Gurbetçilerin Yurda Geliş-Gidişlerde Yaşadığı Problemler
Yurtdışında yaşayan vatandaşlarımınız ülkemize geliş-gidişlerde yaşadığı problemlerin en başında THY’nin tatil sezonunda uyguladığı fahiş fiyat uygulamaları gelmektedir. Çoğu kez bu konuda seslerini duyurmaya çalışan gurbetçiler, biletlerdeki artışların kendilerini borçlanmaya dahi ittiğini belirtmektedirler.
SAADET PARTİSİ OLARAK KONUYA DAİR ÖNERİLERİMİZ;
Uygun Maliyetli Ulaşım ile Vatan Yolculuğu:
Tavan fiyat ya da sabit fiyat uygulaması ile gurbetçilerimizin hava yolu ile Türkiye’ye gelmeleri teşvik edilmelidir. Gurbetçilerimize “uygun maliyetli ulaşım” imkanı sunulmalıdır. Bunun için yapılması gereken; havayolu şirketlerinin ücretlendirme düzenlemesine gitmesinin teşvik edilmesidir. Elbette bunun için hava yolu şirketlerinin imkan ve talepleri de göz önüne alınmalıdır.
Tavan Fiyat için MAKUL Fiyat, 300 Euro:
Sektör hakkında edinilen bilgilere göre, kişi başı gidiş-dönüş bilet maliyeti vergiler hariç 200 Euro mertebelerindedir. Vergi indirimi teklifi de dile getirilerek tavan fiyat 300 Euro olarak belirlendiğinde, ortalama oran 250 Euro olacaktır. Bu oran hava yolu şirketleri açısından da, gurbetçilerimiz açısından da makuldür. Şayet vergi indirimi olmazsa; o takdirde havayolu şirketlerini göz önüne alarak, tavan fiyat 350 Euro şeklinde olabilir. Petrol varil fiyatının düşmesi, esasında havacılık sektöründe maliyetlerin yaklaşık %30 oranında düşmesini sağlamıştır. Ancak pandemi nedeniyle alınacak izolasyon önlemlerinin de (maske, dezenfaktan, sınırlı koltuk vs.) önemli gider kalemi oluşturması muhtemelen dengelemeyi sağlayacaktır. Burada alternatif olarak low-cost (düşük maliyetli) tarife içermeyen THY için çeşitli harcama kalemlerinde tasarrufa gidilebilir. Örneğin; kampanya dâhilinde yolculuk sırasında ikram uygulaması kaldırılabilir. Esasında pandemi sürecinde bu olağan bir uygulama olarak da kabul görecektir. Böylece önemli bir harcama kalemi elimine edilmiş olacaktır.

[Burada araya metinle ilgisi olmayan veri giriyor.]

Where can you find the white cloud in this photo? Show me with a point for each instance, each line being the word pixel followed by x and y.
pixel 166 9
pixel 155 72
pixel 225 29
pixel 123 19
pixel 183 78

Aile Avantajı Sunulmalıdır:
Kişi başı gidiş-dönüş bilet fiyatlandırmasında aile indirimi muhakkak uygulanmalıdır. Kişi başı düşünüldüğünde uygun görülen 300 Euro mertebesindeki bir bedel 5 kişilik bir aile için önemli bütçe tutmaktadır. Bunun için bebek ve çocuk indirimleri haricinde çeşitli alternatif imkânlar sunulmalıdır.
Kiralık Araç (Rent a Car) Hizmeti Bağlantısı Sağlanmalıdır:
Bu uygulama ile çok daha fazla sayıda gurbetçimizin Türkiye’deki ulaşım ihtiyacına destek verilmiş olacaktır. Nitekim izin süresince, Türkiye’de aileleriyle birlikte mobilize olma konusunda hissettikleri ihtiyaçtan ötürü gurbetçilerimiz ya karayolunu tercih etmekte ya da hava alanlarında araç kiralamaktadır. Karayolu ile gelmenin sebep olduğu uzun sınır kapısı kuyrukları ve kaza riskleri göz önüne alındığında, araç kiralama hizmetlerinde kolaylık sağlanması daha akılcıdır. Ayrıca kiralık araç bağlantısının bu kampanya sürecine dâhil edilmesi bir yandan havacılık sektörünün yanında diğer sektörlerin de bundan istifade etmesini sağlarken, diğer yandan ise muhtemel fahiş fiyat fırsatçılıklarına da set çekmiş olacaktır. Bu kapsamda hava yolu şirketlerinin uçak biletleri satışında aynı zamanda uygun ücretlendirme ile (bunun için de bir tavan belirlenebilir) kiralık araç desteği sağlanmalıdır.
Sonuç olarak, gurbetçilerimiz için çileye dönüşen Sıla Yolculuğu rahatlatılmalıdır. Araç ile karayolunda harcanan zaman ve yaşanan zorluklar için havayolu alternatifi güçlendirilmelidir. THY’nin makul bir düzeyde yapacağı fiyatlandırma ile gurbetçilerimizin hem psikolojik hem ekonomik olarak rahatlamaları temin edilecektir.